I've found several references which tell that Matlab's filter is multi-threaded since R2007a, e.g. MathWorks:Solution 1-4PG4AN.
x = rand(1e6, 2); x1 = x(:,1); x2 = x(:,2);
% [B, A] = butter(3, 0.2, 'low'); % Butterworth 3rd order lowpass filter B = [0.01809893300751, 0.05429679902254, 0.05429679902254, 0.01809893300751]; A = [1, -1.760041880343, 1.182893262037, -0.2780599176345];
tic; for i=1:100 y = filter(B, A, x); % Matrix % clear('y'); % Avoid smart JIT interferences => same effects! end toc
tic; for i=1:100 y1 = filter(B, A, x1); % Two vectors y2 = filter(B, A, x2); % clear('y1', 'y2'); % No qualitative changes end toc
[EDITED, 12-Dec-2012 22:38 UTC]: Explicite A and B instead of calling butter of SPT
Results on a Windows7/64 Core2Duo:
Matlab 2009b/64: 5.34 sec (matrix) 5.22 sec (two vectors)
Matlab 2009b/64 started with -singleCompThread: 5.23 sec (matrix) 5.24 sec (two vectors)
Matlab 2011b: 4.75 sec (matrix) 4.99 sec (two vectors)
My expectations: 1. The value of a filtered signal to a specific time depends on the complete history for an IIR filter like the Butterworth.

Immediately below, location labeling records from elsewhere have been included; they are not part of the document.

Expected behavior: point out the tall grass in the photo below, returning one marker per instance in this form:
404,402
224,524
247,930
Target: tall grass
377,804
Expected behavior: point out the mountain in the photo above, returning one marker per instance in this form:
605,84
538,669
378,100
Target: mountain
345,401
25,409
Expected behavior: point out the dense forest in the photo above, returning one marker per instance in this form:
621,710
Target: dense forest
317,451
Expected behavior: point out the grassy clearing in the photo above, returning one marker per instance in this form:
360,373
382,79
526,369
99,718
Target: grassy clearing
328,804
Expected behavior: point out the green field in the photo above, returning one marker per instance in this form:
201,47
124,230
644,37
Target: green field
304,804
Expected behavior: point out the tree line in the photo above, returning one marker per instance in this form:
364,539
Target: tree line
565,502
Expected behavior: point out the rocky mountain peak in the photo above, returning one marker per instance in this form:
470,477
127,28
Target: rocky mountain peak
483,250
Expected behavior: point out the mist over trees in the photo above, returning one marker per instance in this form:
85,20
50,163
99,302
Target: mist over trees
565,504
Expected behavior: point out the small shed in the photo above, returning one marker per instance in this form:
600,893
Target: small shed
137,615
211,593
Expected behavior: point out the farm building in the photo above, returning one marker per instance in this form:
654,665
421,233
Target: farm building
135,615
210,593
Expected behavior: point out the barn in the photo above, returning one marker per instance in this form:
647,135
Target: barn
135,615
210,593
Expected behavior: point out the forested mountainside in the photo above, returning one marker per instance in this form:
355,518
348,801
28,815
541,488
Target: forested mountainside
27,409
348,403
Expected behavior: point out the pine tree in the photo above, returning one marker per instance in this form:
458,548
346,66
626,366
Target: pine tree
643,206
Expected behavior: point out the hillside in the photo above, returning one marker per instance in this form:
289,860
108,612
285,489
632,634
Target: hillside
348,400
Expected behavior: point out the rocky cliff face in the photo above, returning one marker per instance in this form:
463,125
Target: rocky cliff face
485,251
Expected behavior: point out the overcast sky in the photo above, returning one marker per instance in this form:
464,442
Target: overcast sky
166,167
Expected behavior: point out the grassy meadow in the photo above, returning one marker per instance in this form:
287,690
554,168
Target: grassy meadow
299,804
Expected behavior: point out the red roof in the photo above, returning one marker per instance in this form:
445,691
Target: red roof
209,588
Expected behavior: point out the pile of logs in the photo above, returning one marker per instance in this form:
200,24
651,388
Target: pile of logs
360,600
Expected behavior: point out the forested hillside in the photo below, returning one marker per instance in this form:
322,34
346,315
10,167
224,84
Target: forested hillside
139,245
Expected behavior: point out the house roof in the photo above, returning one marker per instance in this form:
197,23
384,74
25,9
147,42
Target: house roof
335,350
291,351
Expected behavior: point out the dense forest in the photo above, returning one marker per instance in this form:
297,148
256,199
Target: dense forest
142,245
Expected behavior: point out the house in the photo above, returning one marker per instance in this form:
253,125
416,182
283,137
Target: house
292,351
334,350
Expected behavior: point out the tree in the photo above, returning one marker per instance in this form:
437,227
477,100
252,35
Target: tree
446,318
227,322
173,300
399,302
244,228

Therefore the filtering of a vector cannot take advantage from multi-threading (is this correct?). 2. In opposite to this, filtering a [n x 2] signal should occupy two cores, such that a multi-threaded filter should need approximately the same time as for a [n x 1] signal (is this correct?).
But my double-core processor has a load of 57% during the calculations and the filtering needs nearly the same time, when I start Matlab with the -singleCompThread flag.
My conclusion: It looks like filter is not multi-threaded. Can somebody confirm this impression for 4 or 8 cores? Then with "x = rand(1e6, 8)" and "x1" to "x8". I get equivalent results for FIR filter parameters with A=1. For a 12th order Butterworth the matrix method gets an advantage of 10%.
No products are associated with this question.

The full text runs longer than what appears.